Despite differences in baseline risk factors, short term and long term prognosis after ICH and ischemic stroke was generally similar among the identified ethnic groups. This extends the work by previous groups that only examined short- term outcomes in East Asian patients [8] and death certificate analyses for hemorrhagic stroke [28]. Previous studies reported conflicting findings with one study observing increased 30-day mortality in South Asian patients with ischemic stroke [29], and two studies demonstrating lower 28 day mortality in South Asian patients for all stroke [7] and lower nine-month mortality in Asian patients with ischemic stroke compared to White patients [30]. However, these studies had limited adjustment for key prognostic factors or did not separate different types of Asian patients despite significant differences in major Asian subgroups.

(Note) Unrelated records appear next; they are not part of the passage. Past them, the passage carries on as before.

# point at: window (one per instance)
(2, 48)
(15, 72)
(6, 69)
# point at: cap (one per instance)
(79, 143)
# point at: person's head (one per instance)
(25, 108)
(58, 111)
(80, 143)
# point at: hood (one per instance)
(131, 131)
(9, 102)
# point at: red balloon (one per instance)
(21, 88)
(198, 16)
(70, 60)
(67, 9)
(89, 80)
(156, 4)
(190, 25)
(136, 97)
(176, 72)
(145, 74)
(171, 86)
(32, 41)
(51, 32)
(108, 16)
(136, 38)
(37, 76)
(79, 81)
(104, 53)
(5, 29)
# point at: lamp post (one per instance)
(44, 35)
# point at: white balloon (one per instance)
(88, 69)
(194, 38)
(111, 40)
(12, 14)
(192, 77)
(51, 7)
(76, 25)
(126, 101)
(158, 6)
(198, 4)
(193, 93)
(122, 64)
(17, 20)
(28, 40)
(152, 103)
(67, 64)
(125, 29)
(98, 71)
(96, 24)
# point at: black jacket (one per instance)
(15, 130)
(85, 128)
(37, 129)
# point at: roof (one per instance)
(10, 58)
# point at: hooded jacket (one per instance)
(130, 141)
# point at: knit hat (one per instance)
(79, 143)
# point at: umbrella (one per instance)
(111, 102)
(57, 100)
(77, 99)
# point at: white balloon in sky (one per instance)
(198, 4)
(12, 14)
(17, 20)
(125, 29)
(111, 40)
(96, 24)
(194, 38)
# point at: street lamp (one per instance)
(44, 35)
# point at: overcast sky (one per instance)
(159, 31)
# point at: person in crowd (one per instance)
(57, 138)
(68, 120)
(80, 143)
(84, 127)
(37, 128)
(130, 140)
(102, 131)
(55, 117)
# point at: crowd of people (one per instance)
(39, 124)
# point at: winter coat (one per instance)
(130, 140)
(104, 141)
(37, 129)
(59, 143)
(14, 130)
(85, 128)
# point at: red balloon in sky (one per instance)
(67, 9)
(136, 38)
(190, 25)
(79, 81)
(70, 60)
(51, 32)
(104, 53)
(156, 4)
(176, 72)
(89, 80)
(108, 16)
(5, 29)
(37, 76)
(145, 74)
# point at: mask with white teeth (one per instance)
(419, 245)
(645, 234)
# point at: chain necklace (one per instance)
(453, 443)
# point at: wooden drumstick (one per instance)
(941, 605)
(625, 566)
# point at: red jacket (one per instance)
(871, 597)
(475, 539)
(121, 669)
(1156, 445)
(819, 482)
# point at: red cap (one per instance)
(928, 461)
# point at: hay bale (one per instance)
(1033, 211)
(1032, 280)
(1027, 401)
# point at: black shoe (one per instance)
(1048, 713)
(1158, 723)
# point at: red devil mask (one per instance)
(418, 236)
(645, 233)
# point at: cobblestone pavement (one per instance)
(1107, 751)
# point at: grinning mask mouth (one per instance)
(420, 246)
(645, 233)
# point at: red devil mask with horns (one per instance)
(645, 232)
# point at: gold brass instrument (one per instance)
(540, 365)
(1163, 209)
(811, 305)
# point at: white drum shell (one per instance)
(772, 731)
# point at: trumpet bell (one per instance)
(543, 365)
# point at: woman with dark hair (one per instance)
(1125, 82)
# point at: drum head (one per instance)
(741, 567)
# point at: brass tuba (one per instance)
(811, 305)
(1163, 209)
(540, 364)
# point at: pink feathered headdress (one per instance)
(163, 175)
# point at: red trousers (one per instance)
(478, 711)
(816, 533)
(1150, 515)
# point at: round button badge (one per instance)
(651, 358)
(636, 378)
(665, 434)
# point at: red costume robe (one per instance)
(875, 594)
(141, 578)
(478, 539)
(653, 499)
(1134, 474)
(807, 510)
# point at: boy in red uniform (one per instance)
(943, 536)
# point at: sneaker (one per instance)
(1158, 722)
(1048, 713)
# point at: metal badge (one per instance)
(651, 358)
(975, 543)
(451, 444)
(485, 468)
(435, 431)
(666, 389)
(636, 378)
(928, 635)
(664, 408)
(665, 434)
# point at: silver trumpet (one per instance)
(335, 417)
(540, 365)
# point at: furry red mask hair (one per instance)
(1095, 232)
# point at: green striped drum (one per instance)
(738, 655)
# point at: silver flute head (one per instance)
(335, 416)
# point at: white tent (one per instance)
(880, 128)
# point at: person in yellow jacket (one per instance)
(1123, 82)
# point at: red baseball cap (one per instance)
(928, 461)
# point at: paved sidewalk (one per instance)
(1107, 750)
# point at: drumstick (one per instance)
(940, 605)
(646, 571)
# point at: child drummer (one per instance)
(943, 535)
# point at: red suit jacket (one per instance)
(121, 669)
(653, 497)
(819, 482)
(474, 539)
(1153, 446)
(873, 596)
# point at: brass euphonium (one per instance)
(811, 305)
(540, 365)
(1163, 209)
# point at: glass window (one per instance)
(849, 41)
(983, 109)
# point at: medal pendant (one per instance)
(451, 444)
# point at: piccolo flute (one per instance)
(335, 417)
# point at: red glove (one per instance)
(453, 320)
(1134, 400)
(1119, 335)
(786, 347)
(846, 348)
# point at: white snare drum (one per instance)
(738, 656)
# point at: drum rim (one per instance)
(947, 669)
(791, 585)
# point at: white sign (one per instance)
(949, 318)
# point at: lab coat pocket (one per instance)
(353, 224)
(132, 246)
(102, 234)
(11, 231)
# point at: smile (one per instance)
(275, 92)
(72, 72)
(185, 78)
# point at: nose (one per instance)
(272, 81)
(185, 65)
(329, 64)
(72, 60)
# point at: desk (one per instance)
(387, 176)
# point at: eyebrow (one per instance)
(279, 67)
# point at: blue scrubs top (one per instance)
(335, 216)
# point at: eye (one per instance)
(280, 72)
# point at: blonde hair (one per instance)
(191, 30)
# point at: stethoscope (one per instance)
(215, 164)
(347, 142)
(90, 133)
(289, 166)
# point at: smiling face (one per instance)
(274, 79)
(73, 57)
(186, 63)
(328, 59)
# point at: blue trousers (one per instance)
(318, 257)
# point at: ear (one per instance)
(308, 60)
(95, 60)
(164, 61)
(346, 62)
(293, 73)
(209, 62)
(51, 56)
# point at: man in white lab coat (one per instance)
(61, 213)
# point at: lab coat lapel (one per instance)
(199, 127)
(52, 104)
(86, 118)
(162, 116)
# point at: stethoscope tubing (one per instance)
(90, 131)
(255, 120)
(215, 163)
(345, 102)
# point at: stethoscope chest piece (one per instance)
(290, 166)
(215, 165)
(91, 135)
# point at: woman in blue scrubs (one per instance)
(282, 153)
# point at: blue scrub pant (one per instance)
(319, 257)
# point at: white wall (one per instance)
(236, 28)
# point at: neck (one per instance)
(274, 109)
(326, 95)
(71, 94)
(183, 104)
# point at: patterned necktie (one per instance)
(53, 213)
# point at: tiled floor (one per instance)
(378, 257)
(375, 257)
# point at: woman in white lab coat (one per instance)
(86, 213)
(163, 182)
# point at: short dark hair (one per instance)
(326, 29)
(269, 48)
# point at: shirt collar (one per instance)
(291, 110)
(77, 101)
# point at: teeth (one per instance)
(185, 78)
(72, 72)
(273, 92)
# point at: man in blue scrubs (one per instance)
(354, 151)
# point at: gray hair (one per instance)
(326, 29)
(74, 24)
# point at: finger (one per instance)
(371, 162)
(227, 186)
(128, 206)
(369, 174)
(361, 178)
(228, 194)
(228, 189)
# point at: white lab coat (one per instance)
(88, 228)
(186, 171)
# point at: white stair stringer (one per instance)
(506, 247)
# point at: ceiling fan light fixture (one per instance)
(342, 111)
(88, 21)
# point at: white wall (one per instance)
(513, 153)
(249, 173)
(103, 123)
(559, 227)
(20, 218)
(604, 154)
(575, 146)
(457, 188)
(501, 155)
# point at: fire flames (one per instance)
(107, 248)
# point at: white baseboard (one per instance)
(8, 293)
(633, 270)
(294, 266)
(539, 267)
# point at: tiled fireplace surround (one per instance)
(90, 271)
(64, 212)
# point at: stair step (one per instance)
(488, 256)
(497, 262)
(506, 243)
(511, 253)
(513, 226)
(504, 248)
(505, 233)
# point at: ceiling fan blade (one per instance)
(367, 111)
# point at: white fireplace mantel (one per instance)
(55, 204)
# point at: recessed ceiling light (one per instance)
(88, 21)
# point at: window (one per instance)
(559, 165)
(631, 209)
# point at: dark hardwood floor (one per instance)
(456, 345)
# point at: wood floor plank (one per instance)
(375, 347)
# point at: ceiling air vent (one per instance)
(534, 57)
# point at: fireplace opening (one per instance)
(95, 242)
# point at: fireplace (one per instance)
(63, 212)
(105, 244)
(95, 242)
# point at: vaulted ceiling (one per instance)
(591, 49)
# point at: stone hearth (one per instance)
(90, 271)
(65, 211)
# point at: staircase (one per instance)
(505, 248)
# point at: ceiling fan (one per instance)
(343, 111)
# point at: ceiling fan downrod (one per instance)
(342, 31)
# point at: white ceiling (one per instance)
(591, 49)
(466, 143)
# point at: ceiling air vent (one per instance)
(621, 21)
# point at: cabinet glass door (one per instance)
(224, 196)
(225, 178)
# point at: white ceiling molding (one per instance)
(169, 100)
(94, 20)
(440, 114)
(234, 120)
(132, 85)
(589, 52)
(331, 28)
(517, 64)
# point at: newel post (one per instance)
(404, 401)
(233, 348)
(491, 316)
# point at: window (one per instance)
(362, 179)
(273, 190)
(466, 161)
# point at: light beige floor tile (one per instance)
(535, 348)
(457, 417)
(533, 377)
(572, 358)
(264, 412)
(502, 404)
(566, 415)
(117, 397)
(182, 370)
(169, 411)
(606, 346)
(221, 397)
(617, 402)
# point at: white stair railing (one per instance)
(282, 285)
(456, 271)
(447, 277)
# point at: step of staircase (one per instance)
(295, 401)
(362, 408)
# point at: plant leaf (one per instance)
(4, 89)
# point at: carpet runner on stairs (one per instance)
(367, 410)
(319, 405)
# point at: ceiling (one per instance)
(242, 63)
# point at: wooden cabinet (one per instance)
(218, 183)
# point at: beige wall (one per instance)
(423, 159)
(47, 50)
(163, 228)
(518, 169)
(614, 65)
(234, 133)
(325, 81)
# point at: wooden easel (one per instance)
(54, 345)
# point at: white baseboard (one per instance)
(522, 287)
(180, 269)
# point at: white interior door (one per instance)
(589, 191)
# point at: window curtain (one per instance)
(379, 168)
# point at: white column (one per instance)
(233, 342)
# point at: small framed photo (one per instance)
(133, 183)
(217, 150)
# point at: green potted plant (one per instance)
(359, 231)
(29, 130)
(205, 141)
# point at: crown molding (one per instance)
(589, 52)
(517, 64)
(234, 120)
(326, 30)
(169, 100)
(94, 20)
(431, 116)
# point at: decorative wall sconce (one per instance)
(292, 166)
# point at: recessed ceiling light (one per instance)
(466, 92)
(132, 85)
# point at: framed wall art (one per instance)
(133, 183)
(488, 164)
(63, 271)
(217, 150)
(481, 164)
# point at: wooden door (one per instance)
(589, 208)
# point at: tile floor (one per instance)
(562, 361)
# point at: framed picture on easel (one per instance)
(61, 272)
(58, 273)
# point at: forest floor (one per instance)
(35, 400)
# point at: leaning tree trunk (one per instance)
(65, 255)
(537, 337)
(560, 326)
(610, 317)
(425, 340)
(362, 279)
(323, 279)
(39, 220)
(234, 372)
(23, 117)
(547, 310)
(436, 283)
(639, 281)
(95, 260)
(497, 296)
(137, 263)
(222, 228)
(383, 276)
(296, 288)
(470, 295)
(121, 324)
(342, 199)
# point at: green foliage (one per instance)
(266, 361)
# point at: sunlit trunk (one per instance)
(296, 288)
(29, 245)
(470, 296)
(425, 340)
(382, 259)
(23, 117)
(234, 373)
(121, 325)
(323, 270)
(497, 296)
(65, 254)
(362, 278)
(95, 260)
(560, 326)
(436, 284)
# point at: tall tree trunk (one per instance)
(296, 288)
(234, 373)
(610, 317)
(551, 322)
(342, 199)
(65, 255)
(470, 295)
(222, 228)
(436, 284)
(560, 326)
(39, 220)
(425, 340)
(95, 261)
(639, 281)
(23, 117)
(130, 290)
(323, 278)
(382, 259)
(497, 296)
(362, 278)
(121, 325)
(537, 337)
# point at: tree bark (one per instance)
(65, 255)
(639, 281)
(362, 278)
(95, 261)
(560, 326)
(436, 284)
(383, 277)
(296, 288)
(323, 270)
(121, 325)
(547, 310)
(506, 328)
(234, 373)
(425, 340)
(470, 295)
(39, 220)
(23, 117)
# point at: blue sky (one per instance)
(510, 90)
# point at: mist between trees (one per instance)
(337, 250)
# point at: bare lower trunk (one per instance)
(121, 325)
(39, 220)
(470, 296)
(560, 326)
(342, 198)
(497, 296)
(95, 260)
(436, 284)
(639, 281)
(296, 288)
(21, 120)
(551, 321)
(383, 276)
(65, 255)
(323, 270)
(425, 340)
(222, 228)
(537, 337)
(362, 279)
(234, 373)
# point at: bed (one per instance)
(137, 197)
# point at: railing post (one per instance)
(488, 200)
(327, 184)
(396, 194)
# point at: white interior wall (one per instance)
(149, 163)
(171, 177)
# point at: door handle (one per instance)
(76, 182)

The strengths of this study include the rigorous case ascertainment of stroke using established and uniform definitions, the multi-center, multi-ethnic cohort and an extensive adjustment for confounding prognostic factors. However, there are several limitations to be noted. First, the stroke registry only had ethnicity recorded for 60% of patients and thus, these results need to be confirmed in population-based studies. However, this analysis still represents one of the largest clinically detailed evaluations of ethnic differences in stroke care and long term prognosis in these populations. Second, our cohort comprised patients seen at urban tertiary stroke centers with neurologist and CT scanning capability therefore, our results may not be generalized to settings without these capabilities. Finally, we were unable to adjust for year of immigration or generation status. However, given that the largest Asian immigration waves in Canada were in the last 35 years [6], our cohort is likely mostly comprised of first generation immigrants.

Conclusion

Stroke is increasing dramatically in East Asian and South Asian populations globally, such that considerable efforts should be placed on stroke prevention in these groups. Our study found that stroke risk factors and stroke type differ significantly among those patients identified as East Asian, South Asian and White ethnic groups in our cohort. Future population based studies confirming these findings and evaluating the incidence of stroke subtypes among the ethnic groups are needed. Key future strategies may include improving public health programming to reduce delays in hospital arrivals for all ethnic groups, targeting East Asian patients for the prevention of hemorrhagic stroke and targeting young South Asian patients to control blood pressure and dyslipidemia. Further studies exploring the underlying mechanisms to address the higher burden of ICH in East Asian patients and premature ICH onset in South Asian patients are needed. Our findings of similar stroke care and prognosis between ethnic groups are reassuring but should be confirmed in centers without specialized stroke teams.